When Paul Collier, professor of economics at Oxford, publishes something, it invariably contains some very important ideas. I realised this when I first encountered his paper about civil war and insurgency, “Greed and Grievance”. Collier co-wrote it when head of research at the World Bank, where he developed a rare ability to merge his deep understanding of economics with sober analyses of a rapidly changing political landscape. Put simply, in “Greed and Grievance” he argued that armed rebellion had more to do with access to financial resources than with any deep commitment to ideology.

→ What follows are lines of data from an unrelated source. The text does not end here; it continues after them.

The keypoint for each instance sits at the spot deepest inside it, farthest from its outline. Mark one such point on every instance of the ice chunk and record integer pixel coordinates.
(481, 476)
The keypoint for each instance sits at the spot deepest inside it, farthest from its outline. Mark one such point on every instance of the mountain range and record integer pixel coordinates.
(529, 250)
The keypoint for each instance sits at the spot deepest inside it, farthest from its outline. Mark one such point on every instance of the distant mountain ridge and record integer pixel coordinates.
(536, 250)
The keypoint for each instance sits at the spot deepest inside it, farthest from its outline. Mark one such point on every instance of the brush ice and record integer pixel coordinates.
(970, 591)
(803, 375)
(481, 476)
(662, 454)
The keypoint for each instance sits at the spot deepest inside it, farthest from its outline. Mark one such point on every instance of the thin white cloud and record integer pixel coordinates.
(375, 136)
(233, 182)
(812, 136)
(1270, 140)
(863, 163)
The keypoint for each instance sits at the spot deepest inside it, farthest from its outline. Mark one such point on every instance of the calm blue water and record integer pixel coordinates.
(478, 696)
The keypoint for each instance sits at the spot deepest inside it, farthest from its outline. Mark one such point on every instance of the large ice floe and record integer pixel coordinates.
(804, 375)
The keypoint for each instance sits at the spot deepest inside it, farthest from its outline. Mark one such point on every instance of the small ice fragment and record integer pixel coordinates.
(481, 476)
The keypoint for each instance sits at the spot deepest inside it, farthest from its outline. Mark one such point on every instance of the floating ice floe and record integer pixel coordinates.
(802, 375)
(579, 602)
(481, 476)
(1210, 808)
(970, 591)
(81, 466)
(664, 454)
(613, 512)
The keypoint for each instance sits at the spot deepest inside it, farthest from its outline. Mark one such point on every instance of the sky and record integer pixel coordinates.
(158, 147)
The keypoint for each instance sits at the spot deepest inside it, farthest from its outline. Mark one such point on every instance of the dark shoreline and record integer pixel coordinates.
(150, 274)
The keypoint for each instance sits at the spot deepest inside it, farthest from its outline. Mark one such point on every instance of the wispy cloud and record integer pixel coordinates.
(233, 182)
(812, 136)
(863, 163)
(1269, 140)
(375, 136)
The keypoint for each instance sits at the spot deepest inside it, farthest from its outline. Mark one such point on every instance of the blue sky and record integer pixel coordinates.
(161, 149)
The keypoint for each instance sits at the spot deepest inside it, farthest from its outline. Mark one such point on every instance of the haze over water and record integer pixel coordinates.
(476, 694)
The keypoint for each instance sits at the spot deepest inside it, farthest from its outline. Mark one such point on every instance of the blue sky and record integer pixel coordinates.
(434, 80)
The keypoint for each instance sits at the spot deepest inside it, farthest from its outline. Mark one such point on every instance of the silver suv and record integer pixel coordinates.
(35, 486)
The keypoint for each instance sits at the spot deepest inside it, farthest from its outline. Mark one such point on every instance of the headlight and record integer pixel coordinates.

mong political scientists that particular paper was greeted by murmurs of approval and harrumphing in equal measure. Here was an economist treading on the keenly defended turf of political wonks, and many took umbrage. A few wonks, however, recognised the valuable contribution Collier’s research had to make to the struggle against poverty and political violence.I think some of the harrumphing that followed the publication of that paper might also be ascribed to Collier’s liberal use of baffling mathematical formulae to prove his point. I confess I had to skip a raft of calculus in his earlier work. But I am pleased to report that since he started writing bestselling books, he has dumped the equations in favour of clear prose.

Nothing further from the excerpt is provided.